Potential spoiler ahead! The promo clips show Niles, in an apparent goodbye scene, telling Frasier that he will miss their coffee dates at Café Nervosa. Does that mean windbag Frasier will be heading off to the Windy City himself?

Also, about that spinoff series pitch that Paramount denies ever took place...a source says the storyline of the new sitcom was to revolve around Frasier's new life with, you guessed it, Charlotte.

Questions about the spinoff aside, the future of the show's stars looks a little more certain.

Grammer will continue to work in TV, one way or another, serving as a producer on the fall pilot Medium, an NBC drama about a mom (Patricia Arquette) who uses her psychic abilities to help solve crimes, and on Girls on Girls, an in-development Spike TV talk show to be hosted by his wife, Camille. Grammer will also star in an NBC remake of A Christmas Carol with Seinfeld alum Jason Alexander and Law & Order's Jesse L. Martin.

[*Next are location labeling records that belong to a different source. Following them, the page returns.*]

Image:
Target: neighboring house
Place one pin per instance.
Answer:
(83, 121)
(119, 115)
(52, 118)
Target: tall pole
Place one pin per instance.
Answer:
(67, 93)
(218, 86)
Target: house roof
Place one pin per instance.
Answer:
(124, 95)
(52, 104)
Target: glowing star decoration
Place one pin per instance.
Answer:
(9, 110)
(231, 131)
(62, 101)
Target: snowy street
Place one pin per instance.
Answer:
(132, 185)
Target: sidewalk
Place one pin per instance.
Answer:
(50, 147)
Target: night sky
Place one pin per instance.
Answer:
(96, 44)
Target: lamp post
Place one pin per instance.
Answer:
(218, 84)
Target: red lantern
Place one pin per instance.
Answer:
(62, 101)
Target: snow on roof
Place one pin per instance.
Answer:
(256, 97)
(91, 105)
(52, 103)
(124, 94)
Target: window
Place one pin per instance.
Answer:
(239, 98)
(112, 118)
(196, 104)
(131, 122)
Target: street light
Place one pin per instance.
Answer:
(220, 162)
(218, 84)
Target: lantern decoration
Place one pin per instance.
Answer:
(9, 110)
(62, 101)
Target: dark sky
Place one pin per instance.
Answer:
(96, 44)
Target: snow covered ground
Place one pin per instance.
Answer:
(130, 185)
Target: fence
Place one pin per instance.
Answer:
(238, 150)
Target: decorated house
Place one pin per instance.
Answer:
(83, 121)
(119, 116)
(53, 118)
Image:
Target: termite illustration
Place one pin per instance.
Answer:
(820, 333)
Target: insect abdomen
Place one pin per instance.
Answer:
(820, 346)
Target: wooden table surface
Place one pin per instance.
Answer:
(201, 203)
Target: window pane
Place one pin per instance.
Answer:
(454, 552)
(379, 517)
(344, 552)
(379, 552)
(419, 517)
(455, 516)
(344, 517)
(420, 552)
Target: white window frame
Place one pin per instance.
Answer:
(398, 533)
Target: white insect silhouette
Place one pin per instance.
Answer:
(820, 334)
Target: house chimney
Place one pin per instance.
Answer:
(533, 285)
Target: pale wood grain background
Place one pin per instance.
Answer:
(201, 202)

Meanwhile, Leeves and Gilpin are partners in Bristol Cities, a production company that will produce the upcoming flick Stories I Couldn't Tell While I Was a Pastor; Hyde Pierce, who is the voice of Abe Sapien in the Hellboy movie, is rumored to be mulling offers to star in a Broadway play; and Mahoney, who stars in the upcoming big-screen family drama Fathers and Sons, is returning to his Chicago home.

Whether or not Dr. Frasier Crane lives on in new episodes, the whole crew will also live on in syndication. A recent deal with Lifetime, which paid a hefty $600,000 per episode, will land Frasier in the cable net's daily lineup in March 2006. And fans in New York City will be able to view the show any time they visit the Museum of Television and Radio, thanks to Paramount's donation this week of all 264 episode of the series to the museum.

Of the end of Frasier's run, Grammer is rather Crane-like in his sentimentality.

"It was a series of characters who interacted and grew and loved one another and discovered how important family was to them," Grammer told reporters in a conference call last month. "[They're] kind of corny values, but, I think, in the end, it was a group of people who discovered how much they meant to one another."